Enjeu culturel et économique de première importance, la défense de la cuisine figure parmi les priorités des autorités.
Spicy tonkotsu râmen. Une des spécialités du restaurant Men Oh à San Francisco. Originaire de Tokushima sur l’île de Shikoku, cette chaîne, qui dispose de douze enseignes au Japon, s’est bâtie une solide réputation en Californie.
5120 Geary Blvd.
San Francisco, CA 94118
Lors de la réunion du comité intergouvernemental de l’Unesco à Bakou du 2 au 7 décembre, les autorités japonaises espèrent pouvoir inscrire la cuisine japonaise (washoku) au patrimoine immatériel de l’humanité. S’appuyant sur l’engouement international pour les sushi et râmen (nouilles japonaises), elles comptent profiter de ce label onusien pour renforcer l’image positive de leur pays au même titre que le manga ou les films d’animation. D’ailleurs, la cuisine s’intègre dans la fameuse stratégie “Cool Japan” lancée au début des années 2000. Il s’agit également de s’assurer de la qualité des produits et de faire en sorte que le savoir-faire culinaire nippon ne soit pas galvaudé.

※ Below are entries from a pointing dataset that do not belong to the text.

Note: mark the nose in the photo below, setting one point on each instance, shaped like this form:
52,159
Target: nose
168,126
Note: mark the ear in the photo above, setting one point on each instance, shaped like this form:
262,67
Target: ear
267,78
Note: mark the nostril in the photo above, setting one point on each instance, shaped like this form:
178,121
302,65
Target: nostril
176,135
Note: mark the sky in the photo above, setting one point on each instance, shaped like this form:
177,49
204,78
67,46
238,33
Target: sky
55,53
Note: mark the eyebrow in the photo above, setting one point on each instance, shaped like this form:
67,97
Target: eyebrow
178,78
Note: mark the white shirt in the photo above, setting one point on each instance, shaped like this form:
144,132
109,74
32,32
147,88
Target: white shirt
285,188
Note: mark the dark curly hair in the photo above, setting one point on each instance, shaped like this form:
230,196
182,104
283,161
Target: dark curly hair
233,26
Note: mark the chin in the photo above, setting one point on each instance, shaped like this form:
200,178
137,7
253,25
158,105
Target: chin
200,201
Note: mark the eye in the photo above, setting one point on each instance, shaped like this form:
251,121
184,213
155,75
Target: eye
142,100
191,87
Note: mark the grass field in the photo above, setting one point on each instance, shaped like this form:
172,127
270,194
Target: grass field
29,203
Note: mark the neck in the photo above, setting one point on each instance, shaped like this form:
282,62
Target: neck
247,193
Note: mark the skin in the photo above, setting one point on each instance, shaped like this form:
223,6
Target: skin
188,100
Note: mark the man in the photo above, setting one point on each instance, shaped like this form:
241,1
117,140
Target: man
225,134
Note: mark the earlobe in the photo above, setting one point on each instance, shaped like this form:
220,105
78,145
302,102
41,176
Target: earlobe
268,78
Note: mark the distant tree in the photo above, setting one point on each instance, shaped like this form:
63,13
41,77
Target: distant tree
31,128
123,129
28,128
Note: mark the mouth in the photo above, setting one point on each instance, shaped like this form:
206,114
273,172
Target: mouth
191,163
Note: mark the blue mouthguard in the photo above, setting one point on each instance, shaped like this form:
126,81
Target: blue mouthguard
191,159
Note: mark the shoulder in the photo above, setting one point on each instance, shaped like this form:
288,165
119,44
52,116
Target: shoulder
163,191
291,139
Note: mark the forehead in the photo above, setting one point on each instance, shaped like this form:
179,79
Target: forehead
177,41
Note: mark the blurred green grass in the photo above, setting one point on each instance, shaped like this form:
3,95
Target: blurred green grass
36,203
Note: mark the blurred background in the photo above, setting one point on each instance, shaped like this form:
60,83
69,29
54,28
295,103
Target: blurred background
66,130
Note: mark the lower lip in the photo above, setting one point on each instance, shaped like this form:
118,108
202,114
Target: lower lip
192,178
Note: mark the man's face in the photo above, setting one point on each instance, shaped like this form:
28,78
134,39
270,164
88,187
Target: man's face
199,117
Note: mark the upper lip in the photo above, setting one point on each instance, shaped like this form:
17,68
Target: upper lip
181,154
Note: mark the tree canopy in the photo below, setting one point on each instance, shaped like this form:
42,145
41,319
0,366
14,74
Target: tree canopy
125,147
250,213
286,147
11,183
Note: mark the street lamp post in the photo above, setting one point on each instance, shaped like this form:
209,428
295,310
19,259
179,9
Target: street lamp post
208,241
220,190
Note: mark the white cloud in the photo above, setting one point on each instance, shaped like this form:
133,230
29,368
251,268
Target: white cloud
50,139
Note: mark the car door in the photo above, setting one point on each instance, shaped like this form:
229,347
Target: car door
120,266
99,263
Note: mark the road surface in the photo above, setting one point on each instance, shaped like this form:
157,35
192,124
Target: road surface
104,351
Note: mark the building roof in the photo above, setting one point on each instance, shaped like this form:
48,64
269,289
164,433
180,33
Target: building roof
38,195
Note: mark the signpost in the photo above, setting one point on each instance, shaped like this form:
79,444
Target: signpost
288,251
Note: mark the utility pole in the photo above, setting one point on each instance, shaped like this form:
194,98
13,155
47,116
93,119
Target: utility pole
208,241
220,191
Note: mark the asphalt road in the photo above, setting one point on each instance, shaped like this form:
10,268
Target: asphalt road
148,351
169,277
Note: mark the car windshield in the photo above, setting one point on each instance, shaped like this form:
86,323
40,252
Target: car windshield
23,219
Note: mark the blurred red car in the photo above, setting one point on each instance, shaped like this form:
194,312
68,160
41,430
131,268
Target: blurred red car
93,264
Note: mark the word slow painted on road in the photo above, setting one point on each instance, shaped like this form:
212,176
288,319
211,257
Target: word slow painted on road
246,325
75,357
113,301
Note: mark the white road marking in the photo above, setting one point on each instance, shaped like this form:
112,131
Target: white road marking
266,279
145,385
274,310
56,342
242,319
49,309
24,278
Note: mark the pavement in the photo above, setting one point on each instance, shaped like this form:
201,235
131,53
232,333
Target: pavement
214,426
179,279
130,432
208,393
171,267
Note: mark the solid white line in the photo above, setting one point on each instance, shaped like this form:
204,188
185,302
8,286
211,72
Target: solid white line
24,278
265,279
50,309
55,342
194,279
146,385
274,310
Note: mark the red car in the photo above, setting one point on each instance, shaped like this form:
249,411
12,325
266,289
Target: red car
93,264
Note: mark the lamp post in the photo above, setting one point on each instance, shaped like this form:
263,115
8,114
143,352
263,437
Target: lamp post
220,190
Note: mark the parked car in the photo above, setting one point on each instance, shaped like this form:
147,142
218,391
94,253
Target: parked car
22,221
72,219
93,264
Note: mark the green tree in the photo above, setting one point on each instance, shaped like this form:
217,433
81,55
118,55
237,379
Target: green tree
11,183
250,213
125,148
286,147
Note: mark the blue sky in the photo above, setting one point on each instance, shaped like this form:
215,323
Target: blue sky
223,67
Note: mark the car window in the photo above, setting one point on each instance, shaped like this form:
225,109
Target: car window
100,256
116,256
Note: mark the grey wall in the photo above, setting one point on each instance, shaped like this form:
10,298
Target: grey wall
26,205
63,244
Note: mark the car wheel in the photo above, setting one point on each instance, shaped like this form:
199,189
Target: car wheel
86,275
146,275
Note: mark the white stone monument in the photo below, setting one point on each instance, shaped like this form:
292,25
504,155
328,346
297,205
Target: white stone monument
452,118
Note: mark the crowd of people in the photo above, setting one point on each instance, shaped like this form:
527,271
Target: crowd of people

Selon le ministère de l’Agriculture, il y avait fin mars 2013 environ 55 000 restaurants japonais dans le monde, contre 24 000 en 2006. Cette croissance incroyable ne devrait pas faiblir puisqu’une autre enquête réalisée par le Jetro, l’organisation japonaise du commerce extérieur, dans 7 pays (Chine, Taiwan, Hongkong, Corée du Sud, Etats-Unis, France et Italie) montre que la cuisine nippone arrive très largement en tête des envies des consommateurs étrangers. De San Francisco à Dubaï, en passant par Paris, les clients se bousculent pour déguster les spécialités de l’archipel. Mais dans 80 à 90 % des cas, les restaurants sont dirigés par des chefs qui ne sont pas Japonais d’où la nécessité pour le gouvernement de trouver les moyens de préserver le savoir-faire et les techniques de préparation. L’inscription au patrimoine de l’Unesco est aussi la garantie pour le Japon de régner sur un marché évalué à quelque 453 millions d’euros en 2020, soit trois fois plus qu’aujourd’hui.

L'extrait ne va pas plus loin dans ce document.